The famous musical rapper Jay-Z once said, “Allow me to reintroduce myself.” That is inevitably what I would like to do in addition as well. My name is Randall. Nathan, who usually writes this Internet site, is my older cousin. In the past I have provided guest posts as a writing exorcism so that my essays at school will be better, more improved, and get good grades.
Today, I am rating the roadrunner, which I agreed to before I knew it was another bird, which I have stated before that I do not like because they are almost always very boring. This is the roadrunner:
The roadrunner has the fastest running speed of any bird who can also fly. I’m not a sciencetist but I’ve been thinking about this a lot and I think it means there are birds that can’t fly that are faster at running. And there are birds that can fly faster, like for example’s sake the falcon, which is cool and good. For these reasons, I believe the Loony Toons cartoons are exaggerated.
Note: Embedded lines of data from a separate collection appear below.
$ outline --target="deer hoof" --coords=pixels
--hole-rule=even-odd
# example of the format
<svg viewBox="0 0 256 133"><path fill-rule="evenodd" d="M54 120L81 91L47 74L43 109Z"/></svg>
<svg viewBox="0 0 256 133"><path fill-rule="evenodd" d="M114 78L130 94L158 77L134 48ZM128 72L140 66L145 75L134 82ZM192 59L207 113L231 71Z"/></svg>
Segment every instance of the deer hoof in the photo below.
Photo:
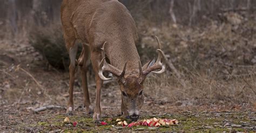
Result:
<svg viewBox="0 0 256 133"><path fill-rule="evenodd" d="M87 114L91 115L93 113L93 109L91 106L89 106L89 107L85 107L86 108L86 113Z"/></svg>
<svg viewBox="0 0 256 133"><path fill-rule="evenodd" d="M93 120L95 121L96 123L97 123L97 122L99 122L100 123L100 117L101 117L101 115L100 114L94 113Z"/></svg>

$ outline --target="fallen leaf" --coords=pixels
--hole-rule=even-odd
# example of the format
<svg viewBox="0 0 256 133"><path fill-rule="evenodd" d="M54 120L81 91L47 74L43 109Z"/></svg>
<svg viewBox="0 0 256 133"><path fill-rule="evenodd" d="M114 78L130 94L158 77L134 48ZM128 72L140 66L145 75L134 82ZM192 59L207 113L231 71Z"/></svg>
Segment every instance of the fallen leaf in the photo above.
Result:
<svg viewBox="0 0 256 133"><path fill-rule="evenodd" d="M102 121L102 122L100 122L100 124L102 124L102 125L107 125L107 123L106 122L104 122L104 121Z"/></svg>
<svg viewBox="0 0 256 133"><path fill-rule="evenodd" d="M73 126L74 127L76 127L77 125L77 122L75 121L75 122L73 122Z"/></svg>
<svg viewBox="0 0 256 133"><path fill-rule="evenodd" d="M113 119L112 118L108 118L107 120L107 122L111 122L113 120Z"/></svg>
<svg viewBox="0 0 256 133"><path fill-rule="evenodd" d="M124 121L124 124L125 125L127 125L128 124L127 123L126 121Z"/></svg>
<svg viewBox="0 0 256 133"><path fill-rule="evenodd" d="M69 117L65 117L65 119L64 119L64 122L69 122L70 121L70 120L69 120Z"/></svg>
<svg viewBox="0 0 256 133"><path fill-rule="evenodd" d="M134 126L135 123L134 122L131 123L128 125L128 128L131 128L133 126Z"/></svg>
<svg viewBox="0 0 256 133"><path fill-rule="evenodd" d="M116 121L120 121L121 119L117 119L117 120Z"/></svg>

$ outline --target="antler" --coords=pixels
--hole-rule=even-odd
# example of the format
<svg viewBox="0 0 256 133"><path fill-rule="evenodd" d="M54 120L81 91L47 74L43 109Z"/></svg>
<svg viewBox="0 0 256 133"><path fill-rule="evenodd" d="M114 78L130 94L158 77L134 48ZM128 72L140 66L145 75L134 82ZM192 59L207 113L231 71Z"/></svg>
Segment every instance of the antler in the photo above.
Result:
<svg viewBox="0 0 256 133"><path fill-rule="evenodd" d="M103 72L107 71L112 74L116 76L119 78L123 78L125 74L125 70L126 69L126 64L127 62L124 64L124 69L123 71L121 71L117 69L117 68L114 67L114 66L107 63L106 61L106 57L105 57L105 50L104 47L106 42L105 42L103 44L103 46L101 48L102 53L102 56L103 57L100 63L99 64L99 77L103 80L110 80L111 78L108 78L105 77L103 75Z"/></svg>
<svg viewBox="0 0 256 133"><path fill-rule="evenodd" d="M157 57L157 61L156 61L154 64L152 64L152 63L153 63L153 62L154 62L154 60L153 60L146 64L146 67L143 66L143 68L145 69L145 70L143 71L142 71L143 69L142 68L142 64L140 62L139 62L139 83L142 83L145 79L146 76L151 72L157 74L160 74L165 71L165 65L166 63L167 58L165 57L164 52L161 50L161 44L160 43L158 38L157 36L154 36L156 38L158 44L158 49L157 49L157 50L158 51L158 56ZM163 63L161 62L161 60L163 60ZM154 71L154 70L159 69L161 69L161 70L158 71Z"/></svg>

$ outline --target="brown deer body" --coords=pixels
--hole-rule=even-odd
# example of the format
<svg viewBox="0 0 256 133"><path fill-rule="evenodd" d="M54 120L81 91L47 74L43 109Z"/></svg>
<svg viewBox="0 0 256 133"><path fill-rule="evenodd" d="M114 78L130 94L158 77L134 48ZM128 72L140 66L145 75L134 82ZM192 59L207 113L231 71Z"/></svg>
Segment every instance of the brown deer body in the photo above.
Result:
<svg viewBox="0 0 256 133"><path fill-rule="evenodd" d="M93 120L100 119L100 90L103 80L109 79L103 76L103 72L107 71L117 77L122 92L122 112L125 116L130 115L132 120L137 120L143 104L143 82L146 76L156 69L161 70L156 73L164 71L164 63L160 62L161 59L166 60L163 51L158 49L159 54L156 63L149 62L142 67L135 46L138 39L135 23L127 9L117 1L64 0L61 19L70 58L67 113L71 114L73 109L77 52L75 41L80 40L83 48L77 63L81 70L86 112L91 110L86 79L87 62L90 56L97 89ZM106 62L105 56L110 64Z"/></svg>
Therefore, we can conclude that it is only sometimes able to trick coyotes into suicide.
It can’t fly, despite being a stupid bird.
Number of legs
Number of toes
Four on each foot, half forward-ways and half backwards.
Chief imports and exports
According to the CIA Factbook, “Your search – roadrunner – did not match any documents.”
What if it fought a bear?
No offense, but so what if it did? I don’t think we should judge it because of the principal of don’t be a hater. I think if more people were as open-minded about not judging people for getting in fights, there would be less people in detention.
Is it noble?
I don’t know.
The roadrunner may be a bird, but it at least is different enough that I didn’t realize that when I agreed to review it. This then does beg a question if Nathan decepted me on purpose. But at any rate, I will be kinder to the roadrunner in my rating than I would to a more typical and less unique bird.
In conclusion, the roadrunner is a land of contrasts.